CGIL studies new text as Democrat Party declares it ‘an important step forward’ and Communists dismiss reforms as further step towards ‘transforming workers into a commodity’
Italian Premier Mario Monti softened his planned labour reform that would have made it easier for employers to lay off workers on Wednesday.
Responding to opposition from the center-left Democratic Party and the country’s biggest trade union CGIL, the government said that under the amended plan courts will be allowed to order employers to take workers back in cases where companies have falsely claimed economic reasons for cutting jobs
‘In other cases, a severance package is in order,’ said Labor Minister Elsa Fornero. ‘The reform represents a collective net gain,’ she claimed.
The measures included raising payroll taxes on temporary contracts and creating apprenticeships.
Greater numbers of workers will also be eligible for welfare schemes, though benefits will be for shorter periods in some cases.

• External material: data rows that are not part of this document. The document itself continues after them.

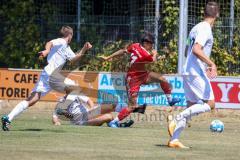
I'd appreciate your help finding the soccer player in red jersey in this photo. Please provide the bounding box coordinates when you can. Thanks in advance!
[101,33,181,128]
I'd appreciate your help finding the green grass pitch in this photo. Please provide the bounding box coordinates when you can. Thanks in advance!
[0,109,240,160]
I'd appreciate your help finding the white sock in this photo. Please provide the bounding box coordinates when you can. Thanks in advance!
[112,116,119,122]
[171,103,211,141]
[8,101,29,121]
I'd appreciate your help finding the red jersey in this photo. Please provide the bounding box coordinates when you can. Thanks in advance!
[127,43,153,76]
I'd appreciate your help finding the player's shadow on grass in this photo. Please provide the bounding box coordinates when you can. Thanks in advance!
[18,128,66,133]
[155,144,169,148]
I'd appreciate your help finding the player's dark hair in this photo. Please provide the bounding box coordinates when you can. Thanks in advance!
[141,32,154,44]
[204,2,219,18]
[60,26,73,38]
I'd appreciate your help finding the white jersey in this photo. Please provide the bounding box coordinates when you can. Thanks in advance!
[183,22,213,75]
[66,95,101,125]
[44,38,75,75]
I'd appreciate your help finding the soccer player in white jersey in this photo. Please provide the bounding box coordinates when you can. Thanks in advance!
[168,2,219,148]
[2,26,92,131]
[52,91,134,127]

The new bill was to be sent to in the next few days and Monti said he hoped it would be quickly approved, but it is likely to be some months before the law is passed.
‘We have tried to bear in mind the interest of the whole country and not just one category. The reform clearly adds to job security risks for insiders, but it also boosts prospects for those outside the fortress,’ Fornero said.
The unelected government, which took over from media mogul Silvio Berlusconi in November as speculators taking advantage of the eurozone debt crisis hounded Italy, says it hopes a knock-on effect of the labour reform will be a boost to the country’s sluggish economy.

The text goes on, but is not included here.